El Papa hizo estas declaraciones el 7 de mayo durante una audiencia en el Vaticano con empleados de la Librería Vaticana, fundada en 1926 y que celebra su centenario este año.
El Santo Padre afirmó que el libro «es una oportunidad para pensar», defendiendo la importancia física de los libros impresos en una cultura cada vez más digital porque, según dijo, recuerdan a los lectores la importancia del «pensamiento, la reflexión y el estudio».
«La lectura nutre la mente; ayuda a cultivar un sentido crítico consciente y bien formado, protegiéndonos del fundamentalismo y los atajos ideológicos», dijo el Papa León XIV.
«Por esta razón, exhorto a todos a leer libros, como antídoto contra la cerrazón mental, que se refleja en actitudes rígidas y visiones reduccionistas de la realidad», añadió.
El Papa también enfatizó que los libros ofrecen una oportunidad para el encuentro.
«Cuando sostenemos un libro en nuestras manos, idealmente nos encontramos con su autor», dijo. «Pero al mismo tiempo, nos encontramos con quienes lo han leído antes que nosotros, o quienes lo están leyendo ahora o lo leerán en el futuro».

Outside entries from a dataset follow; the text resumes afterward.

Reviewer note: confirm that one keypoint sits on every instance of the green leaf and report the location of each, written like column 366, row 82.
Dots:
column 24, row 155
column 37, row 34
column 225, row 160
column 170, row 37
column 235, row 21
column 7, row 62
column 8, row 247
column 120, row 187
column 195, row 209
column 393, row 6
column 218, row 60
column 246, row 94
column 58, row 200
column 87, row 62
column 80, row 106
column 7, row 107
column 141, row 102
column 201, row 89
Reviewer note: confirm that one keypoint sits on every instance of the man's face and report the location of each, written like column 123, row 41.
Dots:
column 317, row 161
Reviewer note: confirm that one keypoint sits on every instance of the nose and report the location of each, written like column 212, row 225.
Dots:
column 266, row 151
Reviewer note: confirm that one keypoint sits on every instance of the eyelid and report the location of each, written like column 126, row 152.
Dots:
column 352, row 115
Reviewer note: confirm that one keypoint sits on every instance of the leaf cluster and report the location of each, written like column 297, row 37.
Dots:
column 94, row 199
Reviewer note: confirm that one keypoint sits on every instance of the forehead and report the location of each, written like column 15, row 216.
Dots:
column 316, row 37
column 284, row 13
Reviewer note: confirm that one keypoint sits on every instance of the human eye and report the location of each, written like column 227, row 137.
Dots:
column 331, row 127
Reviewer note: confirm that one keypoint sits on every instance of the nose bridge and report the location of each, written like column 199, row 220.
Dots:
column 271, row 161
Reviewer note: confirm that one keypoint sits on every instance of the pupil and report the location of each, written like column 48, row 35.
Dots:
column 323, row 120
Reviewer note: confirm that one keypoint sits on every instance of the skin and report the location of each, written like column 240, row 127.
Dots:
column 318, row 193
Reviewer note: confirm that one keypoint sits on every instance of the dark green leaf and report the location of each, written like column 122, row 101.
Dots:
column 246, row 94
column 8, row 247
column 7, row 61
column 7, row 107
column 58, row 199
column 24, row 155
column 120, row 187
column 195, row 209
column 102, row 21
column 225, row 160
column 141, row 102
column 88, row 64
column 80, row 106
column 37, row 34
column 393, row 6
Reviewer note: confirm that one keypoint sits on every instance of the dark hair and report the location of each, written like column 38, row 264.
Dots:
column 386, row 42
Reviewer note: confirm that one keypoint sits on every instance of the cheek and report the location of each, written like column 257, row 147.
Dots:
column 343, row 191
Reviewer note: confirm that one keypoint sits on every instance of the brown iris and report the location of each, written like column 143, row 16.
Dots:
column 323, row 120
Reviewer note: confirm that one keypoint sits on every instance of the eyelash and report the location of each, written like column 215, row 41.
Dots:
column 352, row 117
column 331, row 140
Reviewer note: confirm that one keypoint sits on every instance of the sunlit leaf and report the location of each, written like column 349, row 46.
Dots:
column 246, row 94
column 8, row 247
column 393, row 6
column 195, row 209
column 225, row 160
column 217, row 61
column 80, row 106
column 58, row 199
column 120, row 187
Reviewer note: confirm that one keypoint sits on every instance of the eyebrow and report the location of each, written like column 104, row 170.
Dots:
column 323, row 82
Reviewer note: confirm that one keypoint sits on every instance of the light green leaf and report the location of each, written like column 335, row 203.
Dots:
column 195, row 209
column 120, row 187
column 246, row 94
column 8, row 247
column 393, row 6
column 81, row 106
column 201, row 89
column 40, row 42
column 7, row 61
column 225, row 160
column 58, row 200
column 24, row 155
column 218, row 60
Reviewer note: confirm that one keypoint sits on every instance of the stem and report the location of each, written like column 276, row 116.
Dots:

El Papa León XIV señaló que el Papa Francisco había enseñado a los católicos «a practicar la cultura del encuentro», y agregó que «un libro es un puente hacia los demás, una fuente de diálogo que nos enriquece, un estímulo para ampliar nuestra propia perspectiva».
Para los cristianos en particular, dijo el Papa, los libros pueden ser «una oportunidad para proclamar a Cristo».
«Sabemos bien cómo la lectura de la biografía de un santo o una reflexión espiritual bien escrita puede conmover el corazón», afirmó.
También mencionó a la Virgen María, a quien a menudo se representa en la Anunciación «concentrada en leer las Sagradas Escrituras», y a San Antonio de Padua, a quien comúnmente se le muestra sosteniendo «el Libro de los Evangelios abierto, sobre el cual se encuentra el Niño Jesús».